Not to alarm anyone, but.....
B.1.1.7: Status & Tracking in the U.S.
Bookmark this link:
Helix SARS-CoV-2 Viral Sequencing
Tableau Public
Just a reminder about this Helix link. Florida in the lead, followed by Texas and California. Florida looks to go 50% B.1.1.7 by mid-March.
If you squint, you could probably argue that Florida seems to be struggling to bring down their cases, as compared to other states. B.1.1.7? Maybe.
Texas is a bit harder to gauge due to recent irregularities in the data from the storm.
New York and New Jersey also are showing trends in the wrong direction. (Not sure whether it has anything to do with that local variant there that we don't know much about.)
Places like North Dakota, really hard hit and hitting it hard with the vaccine, are doing very well and are probably past the point of any concern for resurgence (assuming no immune escape).
Just need to keep pumping out that vaccine and getting it into arms.
To put in perspective, we went from 12% of population infected to 25% in 2.5 months in a massive surge.

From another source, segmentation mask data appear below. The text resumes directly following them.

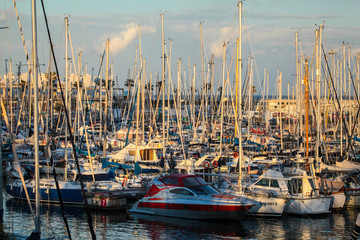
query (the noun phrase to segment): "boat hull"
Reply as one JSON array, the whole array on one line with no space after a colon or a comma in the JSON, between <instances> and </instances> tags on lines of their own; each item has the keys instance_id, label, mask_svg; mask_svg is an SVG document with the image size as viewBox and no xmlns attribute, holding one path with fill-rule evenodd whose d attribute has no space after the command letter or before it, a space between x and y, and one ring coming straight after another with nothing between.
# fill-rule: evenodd
<instances>
[{"instance_id":1,"label":"boat hull","mask_svg":"<svg viewBox=\"0 0 360 240\"><path fill-rule=\"evenodd\" d=\"M31 182L32 183L32 182ZM29 194L30 200L35 200L35 187L33 184L29 184L26 187ZM26 194L23 186L21 184L7 184L6 192L12 197L17 199L26 199ZM81 188L76 185L73 188L61 188L60 187L61 197L64 203L67 204L83 204L83 196L81 193ZM55 186L52 187L40 187L40 198L42 202L51 202L59 203L59 195Z\"/></svg>"},{"instance_id":2,"label":"boat hull","mask_svg":"<svg viewBox=\"0 0 360 240\"><path fill-rule=\"evenodd\" d=\"M29 198L31 201L35 200L35 190L34 188L27 187L27 191L29 194ZM17 199L26 199L25 190L22 187L13 187L11 189L10 186L6 186L6 192L10 194L12 197ZM64 203L67 204L83 204L83 197L81 194L81 190L68 190L61 189L61 197ZM40 198L41 202L51 202L51 203L59 203L59 195L56 189L45 189L40 188Z\"/></svg>"},{"instance_id":3,"label":"boat hull","mask_svg":"<svg viewBox=\"0 0 360 240\"><path fill-rule=\"evenodd\" d=\"M197 220L240 220L252 205L140 200L130 212Z\"/></svg>"},{"instance_id":4,"label":"boat hull","mask_svg":"<svg viewBox=\"0 0 360 240\"><path fill-rule=\"evenodd\" d=\"M249 211L250 215L281 217L286 206L285 198L251 195L247 197L255 202L254 206Z\"/></svg>"},{"instance_id":5,"label":"boat hull","mask_svg":"<svg viewBox=\"0 0 360 240\"><path fill-rule=\"evenodd\" d=\"M294 215L320 215L330 213L331 197L290 198L285 213Z\"/></svg>"},{"instance_id":6,"label":"boat hull","mask_svg":"<svg viewBox=\"0 0 360 240\"><path fill-rule=\"evenodd\" d=\"M330 209L338 210L344 208L346 203L346 195L344 192L333 193L330 196L332 200Z\"/></svg>"}]
</instances>

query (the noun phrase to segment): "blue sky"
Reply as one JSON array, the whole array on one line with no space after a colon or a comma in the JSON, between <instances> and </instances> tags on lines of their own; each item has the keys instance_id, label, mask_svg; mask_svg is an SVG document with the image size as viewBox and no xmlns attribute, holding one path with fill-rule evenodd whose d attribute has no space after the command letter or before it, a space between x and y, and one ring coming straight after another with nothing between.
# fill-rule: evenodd
<instances>
[{"instance_id":1,"label":"blue sky","mask_svg":"<svg viewBox=\"0 0 360 240\"><path fill-rule=\"evenodd\" d=\"M17 2L20 20L28 50L31 46L30 1ZM260 88L263 69L270 72L270 82L275 86L276 72L283 72L283 84L294 82L295 31L299 36L304 54L311 56L314 46L316 24L325 21L323 45L326 49L338 50L344 41L356 54L360 46L360 1L347 0L248 0L244 1L243 59L254 56L258 74L255 85ZM169 48L172 39L172 75L176 75L176 62L183 61L183 70L188 74L188 59L191 65L200 68L199 23L203 22L205 58L209 61L215 54L217 79L221 71L221 49L228 43L227 63L230 64L237 36L237 1L220 0L48 0L45 1L56 57L61 72L64 72L64 17L69 16L69 27L74 53L83 52L82 64L88 72L99 69L99 55L110 38L110 61L119 85L132 69L135 48L139 45L137 25L141 26L142 55L146 59L146 74L161 69L160 13L164 13L165 39ZM39 61L47 64L49 46L38 1ZM0 73L5 71L4 60L25 62L19 29L12 0L0 3ZM247 61L244 61L244 68ZM45 70L45 69L44 69ZM25 68L23 68L25 71ZM245 71L243 71L245 72ZM233 78L233 72L230 78ZM271 89L270 91L271 92Z\"/></svg>"}]
</instances>

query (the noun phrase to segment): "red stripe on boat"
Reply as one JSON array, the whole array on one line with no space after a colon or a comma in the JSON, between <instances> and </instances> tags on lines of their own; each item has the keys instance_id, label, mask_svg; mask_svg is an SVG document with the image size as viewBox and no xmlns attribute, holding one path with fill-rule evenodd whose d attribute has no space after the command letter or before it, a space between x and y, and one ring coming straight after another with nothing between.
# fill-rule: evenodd
<instances>
[{"instance_id":1,"label":"red stripe on boat","mask_svg":"<svg viewBox=\"0 0 360 240\"><path fill-rule=\"evenodd\" d=\"M191 210L191 211L240 211L250 209L249 205L197 205L197 204L177 204L177 203L154 203L139 202L138 207L143 208L161 208L175 210Z\"/></svg>"}]
</instances>

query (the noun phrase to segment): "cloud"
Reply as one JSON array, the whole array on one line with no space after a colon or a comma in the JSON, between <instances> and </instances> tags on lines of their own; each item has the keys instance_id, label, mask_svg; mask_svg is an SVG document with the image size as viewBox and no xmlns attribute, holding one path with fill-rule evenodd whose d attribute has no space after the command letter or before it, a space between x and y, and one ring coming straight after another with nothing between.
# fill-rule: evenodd
<instances>
[{"instance_id":1,"label":"cloud","mask_svg":"<svg viewBox=\"0 0 360 240\"><path fill-rule=\"evenodd\" d=\"M156 32L156 29L153 26L140 26L141 36L144 36L149 33ZM124 26L124 29L119 33L109 34L110 38L110 52L113 54L121 52L129 44L134 41L139 35L138 25L135 23L129 23ZM98 41L97 49L102 51L104 48L105 39Z\"/></svg>"},{"instance_id":2,"label":"cloud","mask_svg":"<svg viewBox=\"0 0 360 240\"><path fill-rule=\"evenodd\" d=\"M208 39L213 39L209 44L210 53L214 54L215 57L221 57L223 54L224 42L235 42L237 34L238 32L236 27L221 27L220 29L213 29L209 33L210 36L207 37Z\"/></svg>"}]
</instances>

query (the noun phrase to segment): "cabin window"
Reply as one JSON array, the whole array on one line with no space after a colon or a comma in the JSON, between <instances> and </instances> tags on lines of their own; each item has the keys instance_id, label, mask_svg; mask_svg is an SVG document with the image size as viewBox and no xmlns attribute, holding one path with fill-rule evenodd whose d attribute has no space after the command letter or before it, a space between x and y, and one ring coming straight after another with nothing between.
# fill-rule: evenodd
<instances>
[{"instance_id":1,"label":"cabin window","mask_svg":"<svg viewBox=\"0 0 360 240\"><path fill-rule=\"evenodd\" d=\"M198 195L218 194L218 192L214 188L207 185L193 186L193 187L189 187L189 189Z\"/></svg>"},{"instance_id":2,"label":"cabin window","mask_svg":"<svg viewBox=\"0 0 360 240\"><path fill-rule=\"evenodd\" d=\"M271 180L271 182L270 182L270 187L279 188L279 182L278 182L278 180Z\"/></svg>"},{"instance_id":3,"label":"cabin window","mask_svg":"<svg viewBox=\"0 0 360 240\"><path fill-rule=\"evenodd\" d=\"M135 156L135 151L129 151L130 156Z\"/></svg>"},{"instance_id":4,"label":"cabin window","mask_svg":"<svg viewBox=\"0 0 360 240\"><path fill-rule=\"evenodd\" d=\"M270 181L269 179L263 178L263 179L260 179L260 181L258 181L255 185L268 187L269 181Z\"/></svg>"},{"instance_id":5,"label":"cabin window","mask_svg":"<svg viewBox=\"0 0 360 240\"><path fill-rule=\"evenodd\" d=\"M292 179L288 182L288 187L292 194L302 192L302 179Z\"/></svg>"},{"instance_id":6,"label":"cabin window","mask_svg":"<svg viewBox=\"0 0 360 240\"><path fill-rule=\"evenodd\" d=\"M166 185L171 185L171 186L180 186L178 180L176 178L164 178L161 180L163 183L165 183Z\"/></svg>"},{"instance_id":7,"label":"cabin window","mask_svg":"<svg viewBox=\"0 0 360 240\"><path fill-rule=\"evenodd\" d=\"M207 184L201 177L196 177L196 180L198 180L198 182L202 185Z\"/></svg>"},{"instance_id":8,"label":"cabin window","mask_svg":"<svg viewBox=\"0 0 360 240\"><path fill-rule=\"evenodd\" d=\"M109 175L107 173L94 174L95 181L111 181ZM80 176L76 176L76 181L80 180ZM82 180L84 182L92 182L94 180L92 175L82 175Z\"/></svg>"},{"instance_id":9,"label":"cabin window","mask_svg":"<svg viewBox=\"0 0 360 240\"><path fill-rule=\"evenodd\" d=\"M200 183L196 181L196 178L194 177L183 178L182 181L186 187L200 185Z\"/></svg>"},{"instance_id":10,"label":"cabin window","mask_svg":"<svg viewBox=\"0 0 360 240\"><path fill-rule=\"evenodd\" d=\"M179 195L194 196L194 194L192 192L190 192L189 190L184 189L184 188L171 189L170 193L179 194Z\"/></svg>"}]
</instances>

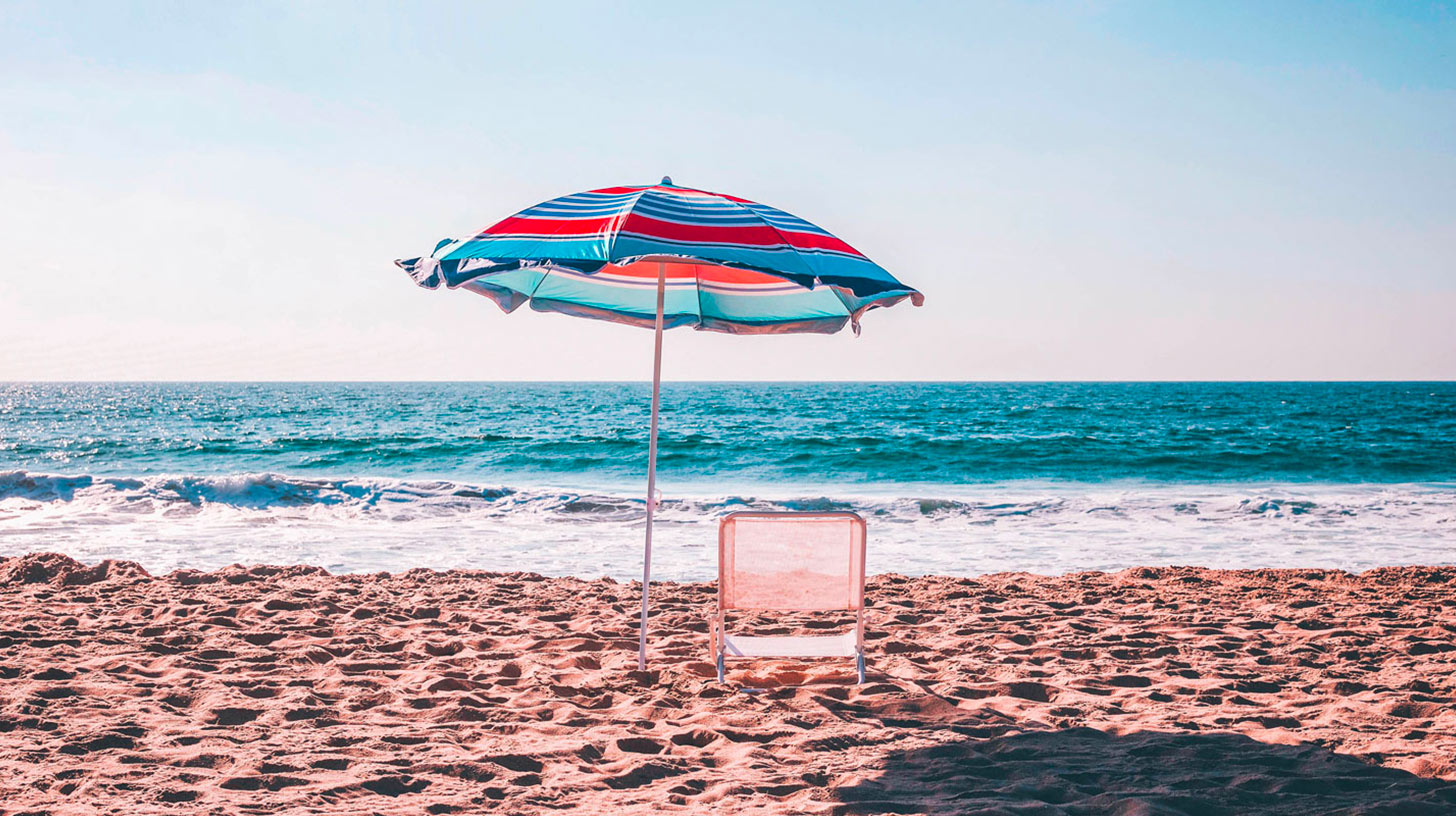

It look a month of explosive growth (from the levels we are currently at) to hit 4% of the population. Future outbreaks will be less explosive due to increased levels of immunity. They could still be massive. But it takes time. We'll vaccinate over 10% of the population in the next month (at least 5x as many people as get infected).
So: Time is (for the most part) on our side. That's what the projections are saying (
Path to Herd Immunity - COVID-19 Vaccine Projections) It says that we'll probably double our case level (with lower mortality) from current levels (he's having to adjust his vaccination numbers up so this may be pessimistic). And then we'll be mostly done. Another ~23k deaths from an additional 15 million infections (assuming IFR of 0.15% going forward),
not counting deaths from ongoing, current, infections and deaths not yet reported (a much higher total). Bad, but not like what we have been through.
I think the magnitude of that peak is dependent on vaccinations, for the most part, with a small contribution of what restrictions are in place.
And of course the worst-case scenario of rampant immune escape (still no evidence of that happening in vaccinated individuals), with no protection from death from vaccination, is not assumed here.
Good news: vaccines generated for the the South African B.1.351/501Y.V2 variant likely will be quite "backwards compatible." Neutralizing titers from convalescent plasma against the original virus were only reduced a factor of 2.3x relative to the original plasma response. (A 4.1x decline relative to the 501Y.V2 response, the reason for the discrepancy being a stronger response in general to 501Y.V2)
Escape of SARS-CoV-2 501Y.V2 from neutralization by convalescent plasma
So this suggests that the future vaccine boosters might be able to have a single component, though who knows what they'll decide to actually do.